Oh, Uber. Such a great service…run by such short-sighted, thin-skinned executives. Clue: when people criticize you and/or your company, suck it up, take the criticism on board and apologize/adjust if warranted, then shut up and move on. Do not muse aloud, even at a quasi-off-the-record party, about forming million-dollar funds to attack and silence your critics.
Quite aside from the ethics of it all, how did the notion of repairing Uber’s tarnished public image by declaring war on journalists ever seem remotely like a good idea to anyone? That’s like pouring napalm onto a firestorm, or the Streisand Effect squared. And then to casually mention this bright idea to a Buzzfeed editor at a party? The mind boggles.
And so a classic Valley soap-opera scandal erupted. Won’t someone think of the children journalists? Pass the popcorn, please! Ashton Kutcher waded in, and was schooled. Pando’s Sarah Lacy and Paul Carr, who seem to live for this kind of slugfest1, did their thing. Dave Winer, of long-ago RSS fame, unleashed a strange rant in which he attacked the tech press for “name-calling,” and…complained at length about Chrome. Claims and counterclaims flew about what actually happened at the infamous dinner. And Uber CEO Travis Kalanick apologized, but–
But let’s not dwell overmuch on Uber and journalists. They can take care of themselves, and besides, there’s so much else to talk about: Uber’s shady competitive practices, disregard for customers’ expectations of privacy, alleged exploitation of its drivers, sponsorship of police militarization (!), and its creepy and/or sexist corporate culture, to name a few. (They recently deleted their infamous “Rides of Glory” blog post, but fear not, the Wayback Machine still has it.)
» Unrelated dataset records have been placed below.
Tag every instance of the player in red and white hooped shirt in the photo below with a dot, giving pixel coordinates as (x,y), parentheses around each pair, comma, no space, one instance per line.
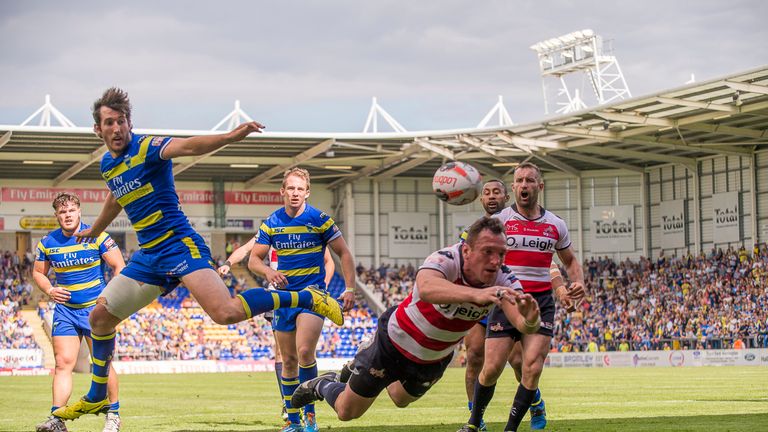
(534,235)
(455,287)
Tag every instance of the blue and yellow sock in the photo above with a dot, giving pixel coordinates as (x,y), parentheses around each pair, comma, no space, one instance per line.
(307,373)
(536,399)
(258,300)
(289,386)
(103,348)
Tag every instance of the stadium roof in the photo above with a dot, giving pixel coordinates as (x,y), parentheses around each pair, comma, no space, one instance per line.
(725,116)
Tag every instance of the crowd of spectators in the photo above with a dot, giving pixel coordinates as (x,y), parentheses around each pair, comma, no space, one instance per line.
(15,292)
(706,301)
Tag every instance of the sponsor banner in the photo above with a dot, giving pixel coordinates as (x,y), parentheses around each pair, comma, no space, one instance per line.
(95,195)
(725,217)
(408,235)
(21,358)
(461,222)
(672,224)
(210,366)
(695,358)
(613,228)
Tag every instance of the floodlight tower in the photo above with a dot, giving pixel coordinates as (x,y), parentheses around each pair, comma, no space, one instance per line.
(580,52)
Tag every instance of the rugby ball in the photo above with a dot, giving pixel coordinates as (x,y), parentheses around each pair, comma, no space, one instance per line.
(457,183)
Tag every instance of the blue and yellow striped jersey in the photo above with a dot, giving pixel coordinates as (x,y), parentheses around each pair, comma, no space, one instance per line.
(77,266)
(142,182)
(300,244)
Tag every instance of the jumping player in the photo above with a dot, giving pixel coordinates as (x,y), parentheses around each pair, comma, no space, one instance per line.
(455,287)
(139,173)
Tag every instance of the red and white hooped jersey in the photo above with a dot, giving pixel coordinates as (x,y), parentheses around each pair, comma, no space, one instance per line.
(531,244)
(425,332)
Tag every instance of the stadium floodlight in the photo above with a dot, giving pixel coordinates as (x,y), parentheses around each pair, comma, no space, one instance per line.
(578,53)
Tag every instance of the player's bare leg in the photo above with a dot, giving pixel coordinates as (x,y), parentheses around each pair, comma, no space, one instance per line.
(308,329)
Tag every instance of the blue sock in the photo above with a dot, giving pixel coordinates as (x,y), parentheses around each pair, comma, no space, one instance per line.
(289,386)
(536,399)
(103,347)
(278,374)
(330,391)
(258,300)
(306,373)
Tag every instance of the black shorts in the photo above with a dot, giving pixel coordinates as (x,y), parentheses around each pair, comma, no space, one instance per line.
(499,325)
(378,364)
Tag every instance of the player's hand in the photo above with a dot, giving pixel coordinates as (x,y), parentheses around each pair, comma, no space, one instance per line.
(223,270)
(348,301)
(87,235)
(276,278)
(526,305)
(239,133)
(59,295)
(576,293)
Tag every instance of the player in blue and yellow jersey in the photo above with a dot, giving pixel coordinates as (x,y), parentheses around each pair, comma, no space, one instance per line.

Today, though, let’s talk a little about Uber and wheelchairs. Because this really seems to epitomize Uber’s whole corporate culture:
Beyond that link you’ll find: “Uber is lobbying to change proposed legislation designed to increase the paltry number of wheelchair-accessible taxicabs in Washington … Uber wants to avoid any requirement to report the numbers of wheelchair-accessible trips requested and provided to passengers.”
I mean, wow. We’re not talking about wasteful bureaucratic pork here; we are literally just talking about providing data to help disabled people. That’s something you’d think a company that will soon have raised billions of dollars would be willing, if not eager, to provide.
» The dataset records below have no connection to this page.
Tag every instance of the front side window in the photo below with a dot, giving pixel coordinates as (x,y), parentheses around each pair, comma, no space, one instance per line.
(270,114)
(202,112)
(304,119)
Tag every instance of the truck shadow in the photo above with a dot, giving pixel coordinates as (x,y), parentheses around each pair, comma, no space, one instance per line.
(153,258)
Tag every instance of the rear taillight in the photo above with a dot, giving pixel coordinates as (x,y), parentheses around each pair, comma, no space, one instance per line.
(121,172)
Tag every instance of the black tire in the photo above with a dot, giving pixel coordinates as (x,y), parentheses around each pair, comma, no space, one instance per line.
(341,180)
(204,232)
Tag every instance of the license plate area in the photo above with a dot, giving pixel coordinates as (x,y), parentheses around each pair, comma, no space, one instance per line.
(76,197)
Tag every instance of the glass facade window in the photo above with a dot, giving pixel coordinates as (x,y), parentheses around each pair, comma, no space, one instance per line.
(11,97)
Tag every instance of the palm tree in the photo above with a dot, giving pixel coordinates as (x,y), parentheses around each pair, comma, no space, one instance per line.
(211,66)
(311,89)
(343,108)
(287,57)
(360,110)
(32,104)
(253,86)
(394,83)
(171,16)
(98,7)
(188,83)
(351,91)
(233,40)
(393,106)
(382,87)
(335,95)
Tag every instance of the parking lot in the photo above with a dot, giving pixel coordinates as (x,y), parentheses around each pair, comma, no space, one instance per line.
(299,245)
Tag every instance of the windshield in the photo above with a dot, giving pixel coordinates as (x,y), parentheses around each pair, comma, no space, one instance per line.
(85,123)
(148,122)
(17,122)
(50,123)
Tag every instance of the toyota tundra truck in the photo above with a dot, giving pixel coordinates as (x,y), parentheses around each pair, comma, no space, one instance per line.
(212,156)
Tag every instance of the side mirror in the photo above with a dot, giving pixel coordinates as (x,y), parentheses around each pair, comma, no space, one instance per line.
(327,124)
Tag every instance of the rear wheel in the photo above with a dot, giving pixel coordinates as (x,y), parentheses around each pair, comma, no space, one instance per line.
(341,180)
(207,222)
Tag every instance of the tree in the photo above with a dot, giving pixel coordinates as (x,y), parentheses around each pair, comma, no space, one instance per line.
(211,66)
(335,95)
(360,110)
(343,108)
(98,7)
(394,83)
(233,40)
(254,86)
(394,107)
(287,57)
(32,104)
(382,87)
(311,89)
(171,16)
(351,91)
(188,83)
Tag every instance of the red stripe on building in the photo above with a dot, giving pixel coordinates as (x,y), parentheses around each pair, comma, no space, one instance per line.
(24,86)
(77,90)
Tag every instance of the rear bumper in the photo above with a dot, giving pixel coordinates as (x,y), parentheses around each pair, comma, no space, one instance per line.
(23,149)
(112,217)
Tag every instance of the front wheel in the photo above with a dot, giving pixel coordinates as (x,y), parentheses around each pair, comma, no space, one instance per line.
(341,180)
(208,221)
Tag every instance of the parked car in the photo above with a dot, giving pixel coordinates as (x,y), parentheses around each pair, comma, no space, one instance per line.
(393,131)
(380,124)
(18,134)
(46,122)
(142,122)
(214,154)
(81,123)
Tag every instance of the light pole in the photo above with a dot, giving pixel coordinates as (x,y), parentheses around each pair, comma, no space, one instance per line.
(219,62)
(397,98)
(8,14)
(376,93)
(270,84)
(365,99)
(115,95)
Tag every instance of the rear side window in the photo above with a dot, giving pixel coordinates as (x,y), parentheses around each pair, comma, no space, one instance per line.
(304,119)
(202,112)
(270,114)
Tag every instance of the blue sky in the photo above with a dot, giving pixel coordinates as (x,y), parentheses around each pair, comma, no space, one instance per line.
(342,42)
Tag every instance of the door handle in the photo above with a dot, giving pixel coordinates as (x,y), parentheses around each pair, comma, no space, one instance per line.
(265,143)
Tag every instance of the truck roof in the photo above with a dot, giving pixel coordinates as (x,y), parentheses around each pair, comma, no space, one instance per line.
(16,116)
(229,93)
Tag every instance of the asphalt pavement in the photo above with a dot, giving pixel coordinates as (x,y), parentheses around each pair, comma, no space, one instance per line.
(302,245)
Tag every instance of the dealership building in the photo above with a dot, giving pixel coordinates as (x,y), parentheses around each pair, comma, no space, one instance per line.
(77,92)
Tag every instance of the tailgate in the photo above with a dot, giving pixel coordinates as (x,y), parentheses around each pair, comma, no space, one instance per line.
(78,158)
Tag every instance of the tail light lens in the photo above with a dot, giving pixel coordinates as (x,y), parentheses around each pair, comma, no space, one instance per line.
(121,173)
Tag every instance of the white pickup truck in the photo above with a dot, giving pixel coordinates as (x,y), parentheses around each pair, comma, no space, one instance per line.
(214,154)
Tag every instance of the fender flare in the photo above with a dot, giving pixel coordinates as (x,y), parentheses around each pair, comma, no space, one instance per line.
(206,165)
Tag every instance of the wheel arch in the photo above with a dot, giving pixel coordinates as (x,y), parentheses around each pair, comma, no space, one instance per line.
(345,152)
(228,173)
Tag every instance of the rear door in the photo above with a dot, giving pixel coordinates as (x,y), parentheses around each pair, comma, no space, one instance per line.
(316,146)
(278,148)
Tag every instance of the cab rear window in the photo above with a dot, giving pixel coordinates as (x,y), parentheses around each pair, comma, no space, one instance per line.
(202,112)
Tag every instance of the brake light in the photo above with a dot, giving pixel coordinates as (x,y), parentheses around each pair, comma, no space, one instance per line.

But not Uber. Uber is a deeply libertarian company that guards its precious data jealously…even to the point of refusing to provide the government with information that could help the disabled. They really seem to be trying hard to prove Peter Thiel correct–something which I grudgingly admit happens with irritating frequency–when he called it “the most ethically challenged company in Silicon Valley” onstage at Disrupt this year.
I hate the taxi cartels too. But the choice between them and Uber-at-its-worst is very much a false dichotomy. Don’t get me wrong, Uber is not always at its worst; but when it is, it really seems like all the worst aspects of today’s tech industry, amplified beyond the point of parody–
Valley culture probably needs to take some of the blame here. On one hand, we stress “growth at all costs,” and then we’re shocked, shocked! when founders actually take that to heart, even when those costs include things like “values” and “ethics.” And their astonishing hypergrowth is apparently blinding Uber to the fact that they are developing a fantastically unpleasant corporate reputation — in an industry where trust actually matters quite a lot.
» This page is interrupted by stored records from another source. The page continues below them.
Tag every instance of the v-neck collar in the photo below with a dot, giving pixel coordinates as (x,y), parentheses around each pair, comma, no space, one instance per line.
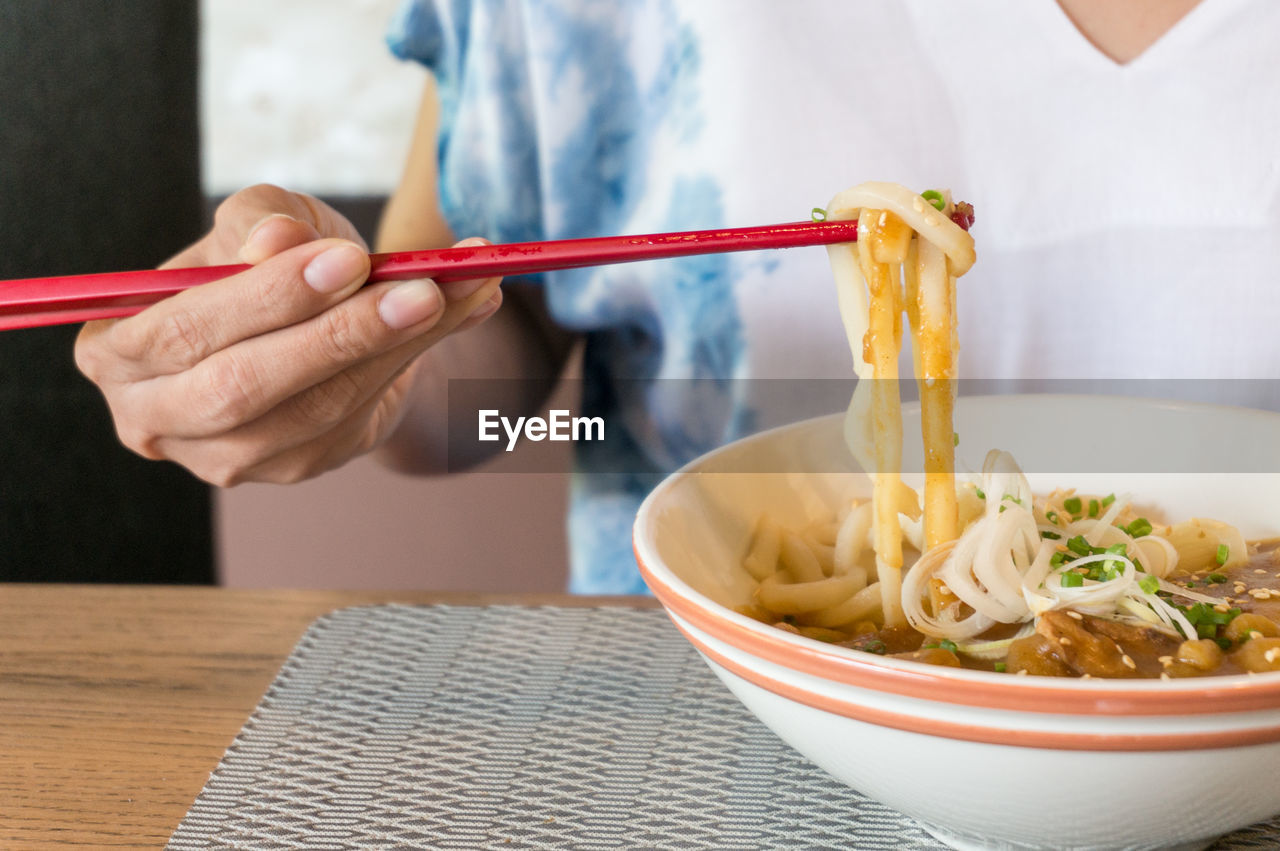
(1057,26)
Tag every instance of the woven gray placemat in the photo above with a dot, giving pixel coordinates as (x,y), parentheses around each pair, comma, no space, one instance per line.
(448,727)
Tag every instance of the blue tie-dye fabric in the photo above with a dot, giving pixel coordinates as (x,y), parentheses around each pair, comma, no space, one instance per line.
(549,115)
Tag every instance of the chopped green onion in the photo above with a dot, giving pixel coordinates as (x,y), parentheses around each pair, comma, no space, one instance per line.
(1079,545)
(1139,527)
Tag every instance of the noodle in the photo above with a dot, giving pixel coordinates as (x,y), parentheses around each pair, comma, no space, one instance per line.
(906,257)
(1063,585)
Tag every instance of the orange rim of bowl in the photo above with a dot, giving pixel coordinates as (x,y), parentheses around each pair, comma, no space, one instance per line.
(917,680)
(990,735)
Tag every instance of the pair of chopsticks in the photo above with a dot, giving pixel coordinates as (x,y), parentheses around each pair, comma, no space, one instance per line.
(32,302)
On the other, we’ve become such a cheerleading echo chamber that successful tech people now expect not just respect but actual adulation, no matter the source of their success, and any hint of criticism seems completely unacceptable. Winer actually seems to be suggesting that because the tech industry is So Very Important its titans should be immune to any kind of critical scrutiny. In fact that’s exactly why such scrutiny is so necessary.
I don’t really care what Emil Michael may have carelessly said at a dinner party, except inasmuch as it reinforces the spreading notion that Uber is a company run by narcissistic sociopaths. But I don’t believe it actually is, and I don’t believe in Internet pile-ons, and I do believe in second chances, so I’m not uninstalling them–yet.
But I do hope Uber realize that they don’t just have an image problem. They seem to have a fundamental problem with their corporate culture, one that will require real and significant changes, not just empty PR fig leaves. I hope those are in the pipeline. In the interim, I reckon I’ll be riding with Lyft.
1Non-disclaimer: while their tenure writing for TechCrunch overlapped mine by a year or so, I’ve never met or corresponded with either.